In the final stage of feature extraction, the output layer is replaced by the CPCA module. The CPCA module extracts the prior information of the channel dimension through the convolution operation, and optimizes the feature channel by combining with the squeeze-and-excitation mechanism to strengthen the key features and suppress noise interference, so as to further improve the feature discrimination. Finally, the optimized features are mapped to the classification space through the fully connected layer, and then the probability distribution of each class is calculated through the softmax layer to generate the final classification result.

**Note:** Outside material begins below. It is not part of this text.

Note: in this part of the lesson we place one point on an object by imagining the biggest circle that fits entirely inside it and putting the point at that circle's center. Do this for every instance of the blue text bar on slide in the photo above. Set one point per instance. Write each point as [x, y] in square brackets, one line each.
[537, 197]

2.2. Modulated Signal Multi-Dimensional Feature Construction

Modulated signals are primarily categorized into two types: analog modulation and digital modulation. Analog modulation directly encodes the original information onto a carrier signal, whereas digital modulation first converts digital signals into analog form before modulation or directly modulates the digital signals. In wireless communication systems, the transmitter is responsible for converting information into either analog or digital modulated signals for transmission. The channel serves as the medium for information transfer, and the receiver detects and decodes the signals. The received signal can be expressed as follows:

r (t) = \int_{- \infty}^{\infty} s (τ) \cdot h (t - τ) d τ + n (t)

(1)

where

s (τ)

denotes the transmitted modulated signal,

h (t)

indicates the channel impulse response, and

n (t)

corresponds to the additive noise signal. In this study, additive noise is employed to investigate modulation algorithms under complex channel conditions.

2.2.1. Constellation Characteristics

Constellation feature representation is the core visualization tool used to describe the characteristics of modulation signals, and its essence is the set of projections of signal vectors on the complex plane. By representing different symbols or signal states on the complex plane, it helps us to intuitively understand the signal and its characteristics. For a discrete-time signal

s (t) = I (t) + j Q (t)

, the constellation points are located at coordinates

(E [I], E [Q])

, where I (in-phase) and Q (quadrature) denote the orthogonal components. This can be represented mathematically as

C = \{c_{k} = A_{k} e^{j ϕ k}| k = 1, 2, \dots, M\}

(2)

Here,

A_{k}

and

ϕ_{k}

correspond to the discrete amplitude and phase values, respectively. M represents the modulation order, that is, the number of symbol states in a specific modulation scheme; for example, M = 16 for 16QAM modulation, M = 2 for BPSK modulation, which is used to quantify the symbol space complexity of different modulation signals. BPSK has two constellation points, which are located in the direction of the real axis on the complex plane and represent 1 bit of information. The phases of the constellation points are 0° and 180°, respectively. The 16QAM has 16 constellation points, each of which represents 4 bits of information, combining different amplitude and phase variations to achieve higher transmission rates. PAM4 uses 4 different amplitude levels to represent 2 bits of information and the points in the constellation are distributed on one dimension of the complex plane according to the amplitude values. The constellation feature map uses an oversampling mechanism to generate in-symbol samples, and the specific sampling rate is set to be 8 times of the symbol rate, that is, each symbol contains 8 sample points. The characteristic constellation diagrams for BPSK, QPSK, CPFSK, GFSK, 16QAM, and PAM4 modulation schemes at high SNR are shown in Figure 2.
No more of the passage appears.